I look over. What's that? A lone golden helium balloon has been attached to the Christmas tree. At the top. Ha ha. An attempt from my sister at trying to decorate the top of the tree.
Flashback to a month and a half ago. Shoppers everywhere. It's a madhouse. I'm at Michael's looking for tree toppers. There are some beautiful angels. Really. Great fabric dresses and gorgeous craftsmanship. There is only one problem. The angels are blonde. After looking there I go to Linen's N Things and Target and it's the same thing. Blonde, blonde, blonde. Are there no brunette angels? Is there a rule that brunette's can't be angels?
I tell my sister and she says I'll have an easier time finding African American angels than finding a black haired angel. Ha! I say. I'll find one!
No I won't. It's 3 days before Christmas. Searching Amazon and the web has proven my sister to be right. All the angel toppers with black hair are African American and the rest are Blonde, Blonde, Blonde.

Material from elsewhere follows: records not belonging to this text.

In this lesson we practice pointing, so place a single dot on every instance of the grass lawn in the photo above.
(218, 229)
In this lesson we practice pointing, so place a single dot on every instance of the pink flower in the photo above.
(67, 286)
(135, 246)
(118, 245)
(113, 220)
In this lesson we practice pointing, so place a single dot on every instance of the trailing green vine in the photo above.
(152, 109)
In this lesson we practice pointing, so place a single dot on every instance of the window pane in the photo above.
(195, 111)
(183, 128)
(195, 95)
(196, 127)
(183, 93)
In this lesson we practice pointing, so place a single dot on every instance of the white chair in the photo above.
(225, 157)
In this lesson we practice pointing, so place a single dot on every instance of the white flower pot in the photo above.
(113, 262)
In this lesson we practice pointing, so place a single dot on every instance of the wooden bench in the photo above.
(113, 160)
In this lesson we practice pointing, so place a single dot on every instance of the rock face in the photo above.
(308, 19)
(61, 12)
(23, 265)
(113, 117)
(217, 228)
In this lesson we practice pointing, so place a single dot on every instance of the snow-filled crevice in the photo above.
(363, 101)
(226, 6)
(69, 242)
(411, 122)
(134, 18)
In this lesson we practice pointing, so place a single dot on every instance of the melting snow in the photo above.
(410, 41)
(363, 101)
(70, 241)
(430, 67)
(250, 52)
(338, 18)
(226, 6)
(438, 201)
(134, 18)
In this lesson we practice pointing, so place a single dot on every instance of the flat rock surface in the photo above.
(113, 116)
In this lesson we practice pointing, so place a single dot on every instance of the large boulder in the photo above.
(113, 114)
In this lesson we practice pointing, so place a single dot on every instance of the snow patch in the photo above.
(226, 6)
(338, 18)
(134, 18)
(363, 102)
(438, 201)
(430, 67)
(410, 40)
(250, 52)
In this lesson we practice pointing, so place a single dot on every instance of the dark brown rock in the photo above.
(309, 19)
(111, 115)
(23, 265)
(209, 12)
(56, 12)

I'm getting frustrated and actually upset. Upset over a stupid tree topper that is supposed to be a happy, joyful thing. The true meaning of this season is not about anger or "things" -- it's about gratefulness, grace, and celebration of life, right? So why am I expending energy on getting upset because angels don't have black hair?
This is the argument I've had with myself. To the point that I've given up. My tree will remain angel free until that rarest of all angels makes its way to me somewhere, sometime in life.
Until then, the gold helium balloon adds a little humour to the whole tree and it makes me smile when I see it. For those who celebrate--A very Happy Christmas. For those who don't--A very Merry New Year.